Le Protecteur du citoyen, Marc-André Dowd, a publié le deuxième rapport de suivi des appels à l’action de la Commission d’enquête sur les relations entre les Autochtones et certains services publics au Québec : Écoute, réconciliation et progrès (CERP).
Ce rapport vise à mieux comprendre les enjeux rencontrés tout au long de la trajectoire de services en protection de la jeunesse et à formuler des recommandations concrètes afin d’améliorer les services offerts aux enfants des Premières Nations et des Inuits.
Le thème de la protection de la jeunesse a été retenu en co-construction avec le Cercle consultatif, composé de représentants d’organisations des Premières Nations et des Inuits.
L’analyse repose sur le principe fondamental du droit à l’autodétermination, reconnaissant que les Premières Nations et les Inuits sont les mieux placés pour définir les besoins de leurs enfants et les solutions les plus adaptées pour y répondre.
Le rapport souligne les progrès importants réalisés depuis la publication du rapport de la CERP en 2019. Parmi ceux-ci figurent d’importantes modifications législatives aux niveaux provincial et fédéral, qui favorisent une meilleure reconnaissance des réalités, des droits et des besoins des enfants autochtones. Ces avancées témoignent à la fois de l’engagement des Premières Nations et des Inuits à faire reconnaître leurs droits et d’une volonté accrue de collaboration de la part du réseau de la santé et des services sociaux.
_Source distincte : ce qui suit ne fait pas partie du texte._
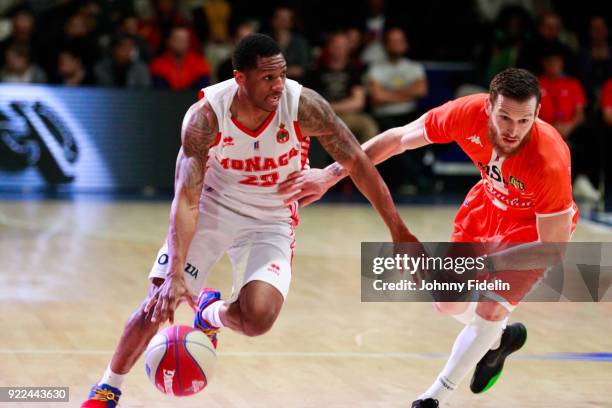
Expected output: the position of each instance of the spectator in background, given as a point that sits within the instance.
(22, 32)
(563, 106)
(606, 104)
(157, 29)
(549, 35)
(71, 70)
(79, 37)
(374, 49)
(18, 66)
(512, 32)
(339, 82)
(355, 41)
(395, 84)
(596, 58)
(294, 45)
(225, 70)
(129, 26)
(179, 68)
(122, 68)
(563, 99)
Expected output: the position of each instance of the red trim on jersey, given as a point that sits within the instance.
(295, 220)
(217, 140)
(259, 130)
(296, 126)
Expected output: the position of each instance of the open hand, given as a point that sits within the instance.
(307, 186)
(167, 297)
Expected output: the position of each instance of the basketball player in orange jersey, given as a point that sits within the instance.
(244, 137)
(524, 195)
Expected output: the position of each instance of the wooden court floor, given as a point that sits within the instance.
(72, 272)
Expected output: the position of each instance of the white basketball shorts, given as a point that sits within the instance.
(258, 250)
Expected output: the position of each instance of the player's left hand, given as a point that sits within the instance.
(402, 234)
(166, 299)
(307, 186)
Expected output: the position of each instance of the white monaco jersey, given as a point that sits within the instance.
(245, 167)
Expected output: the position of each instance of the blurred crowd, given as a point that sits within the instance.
(362, 56)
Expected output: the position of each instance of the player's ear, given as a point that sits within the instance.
(239, 77)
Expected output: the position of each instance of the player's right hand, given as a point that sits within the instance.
(307, 186)
(167, 297)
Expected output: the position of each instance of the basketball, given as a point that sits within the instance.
(180, 360)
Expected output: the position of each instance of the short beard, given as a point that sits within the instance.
(493, 135)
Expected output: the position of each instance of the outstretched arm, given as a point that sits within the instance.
(198, 133)
(317, 118)
(310, 185)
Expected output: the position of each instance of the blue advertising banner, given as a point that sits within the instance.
(88, 139)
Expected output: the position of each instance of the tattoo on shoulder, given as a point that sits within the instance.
(200, 129)
(315, 114)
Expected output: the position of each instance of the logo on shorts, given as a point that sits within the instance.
(168, 376)
(274, 268)
(163, 259)
(228, 141)
(282, 136)
(192, 270)
(518, 184)
(197, 385)
(476, 140)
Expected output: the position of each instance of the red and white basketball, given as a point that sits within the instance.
(180, 360)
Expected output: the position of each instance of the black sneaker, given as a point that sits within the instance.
(490, 367)
(427, 403)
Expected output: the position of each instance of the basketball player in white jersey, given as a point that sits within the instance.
(239, 141)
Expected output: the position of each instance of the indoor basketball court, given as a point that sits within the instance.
(64, 305)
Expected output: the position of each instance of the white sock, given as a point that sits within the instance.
(111, 378)
(211, 314)
(470, 346)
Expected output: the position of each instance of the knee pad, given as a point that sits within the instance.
(468, 315)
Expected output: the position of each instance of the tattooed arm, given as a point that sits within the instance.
(317, 118)
(198, 133)
(309, 185)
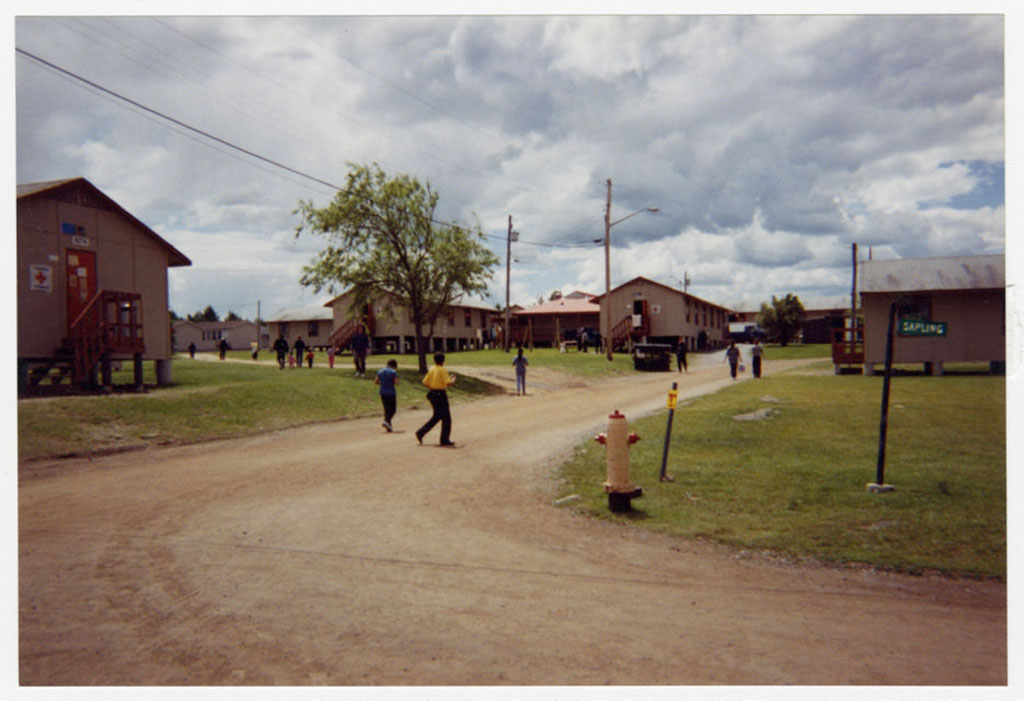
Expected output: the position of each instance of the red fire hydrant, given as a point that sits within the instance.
(617, 487)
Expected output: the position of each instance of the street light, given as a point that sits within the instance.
(606, 331)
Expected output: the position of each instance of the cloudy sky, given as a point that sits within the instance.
(769, 143)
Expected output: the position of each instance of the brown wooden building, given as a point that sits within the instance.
(466, 324)
(954, 309)
(643, 309)
(557, 320)
(91, 287)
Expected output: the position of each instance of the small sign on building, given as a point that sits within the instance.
(40, 277)
(921, 327)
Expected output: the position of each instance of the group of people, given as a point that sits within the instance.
(733, 357)
(292, 356)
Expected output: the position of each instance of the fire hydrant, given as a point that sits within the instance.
(617, 487)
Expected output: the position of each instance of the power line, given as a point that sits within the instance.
(138, 105)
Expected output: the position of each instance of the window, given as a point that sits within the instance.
(915, 307)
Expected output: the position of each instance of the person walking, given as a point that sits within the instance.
(359, 344)
(681, 355)
(387, 378)
(520, 362)
(757, 352)
(732, 355)
(437, 380)
(281, 348)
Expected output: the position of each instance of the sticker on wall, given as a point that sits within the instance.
(40, 277)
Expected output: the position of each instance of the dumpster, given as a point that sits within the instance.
(652, 356)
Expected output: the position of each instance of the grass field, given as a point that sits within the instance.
(212, 399)
(795, 483)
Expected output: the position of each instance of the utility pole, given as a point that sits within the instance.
(606, 332)
(853, 302)
(513, 235)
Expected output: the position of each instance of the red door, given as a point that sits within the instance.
(81, 281)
Malgré ces avancées, le rapport met en lumière la persistance de problématiques importantes, parfois semblables à celles dénoncées par la CERP. Le Protecteur du citoyen se dit préoccupé par plusieurs situations qui compromettent les droits fondamentaux des enfants des Premières Nations et des Inuits :
- Des jeunes placés en centre de réadaptation sont privés d’accès à l’enseignement pendant de longues périodes en raison de barrières linguistiques;
- Des enfants sont placés loin de leur famille et de leur communauté sans maintien des liens pendant plusieurs mois;
- Certains enfants ne reçoivent pas les services auxquels ils ont droit en raison de difficultés liées au partage des responsabilités entre les gouvernements.
Selon le rapport, ces situations démontrent que les récentes modifications législatives doivent s’accompagner de transformations profondes dans les pratiques du réseau de la santé et des services sociaux.
Un constat central se dégage de l’analyse : la qualité des relations entre les différents acteurs est déterminante. Lorsque des liens de confiance existent entre les communautés et le réseau public, les services répondent davantage à l’intérêt supérieur de l’enfant. Toutefois, ces collaborations reposent encore trop souvent sur l’engagement de personnes clés plutôt que sur des mécanismes durables et structurés.
Le rapport souligne plusieurs appels à l’action prioritaires pour améliorer la protection de la jeunesse auprès des Premières Nations et des Inuits :
- Développer les services préventifs et les mécanismes de gestion de crise tout en améliorant l’accessibilité aux services et en soutenant des collaborations égalitaires.
- Favoriser le recours aux conseils de famille et réduire les délais de placement, en plaçant les familles et les organisations des Premières Nations et des Inuits au centre des décisions.
- Offrir un soutien intensif aux parents, en reconnaissant et intégrant les services fournis par les ressources autochtones et les approches favorisant la sécurité culturelle.
- Augmenter le nombre de familles d’accueil autochtones, en révisant les mécanismes d’évaluation et en soutenant le recrutement et la rétention du personnel.
- Mettre en place des plans culturels adaptés, en valorisant l’expertise des Premières Nations et des Inuits pour assurer la continuité culturelle.
- Améliorer les services dans les centres de réadaptation, en répondant aux besoins et priorités exprimés par les communautés.
- Renforcer les services post-majorité, en favorisant des collaborations étroites pour préparer la transition vers l’âge adulte et offrir des soutiens personnalisés.
Pour appuyer ces actions, le Protecteur du citoyen formule six recommandations au ministère de la Santé et des Services sociaux, à Santé Québec et à la directrice nationale de la protection de la jeunesse. Ces recommandations visent à renforcer la cohérence des pratiques, soutenir les approches communautaires et assurer le respect des droits des enfants des Premières Nations et des Inuits :
- Structurer la collaboration entre le réseau public et les organisations des Premières Nations et des Inuits.
- Assurer l’application cohérente du cadre légal.
- Encadrer et soutenir les pratiques cliniques.
- Financer et allouer les ressources nécessaires.
- Réduire de manière substantielle les placements évitables.
- Assurer le maintien des liens familiaux et la continuité culturelle.
Ces recommandations visent à établir des bases solides pour une protection de la jeunesse plus équitable, culturellement adaptée et centrée sur l’intérêt supérieur de l’enfant.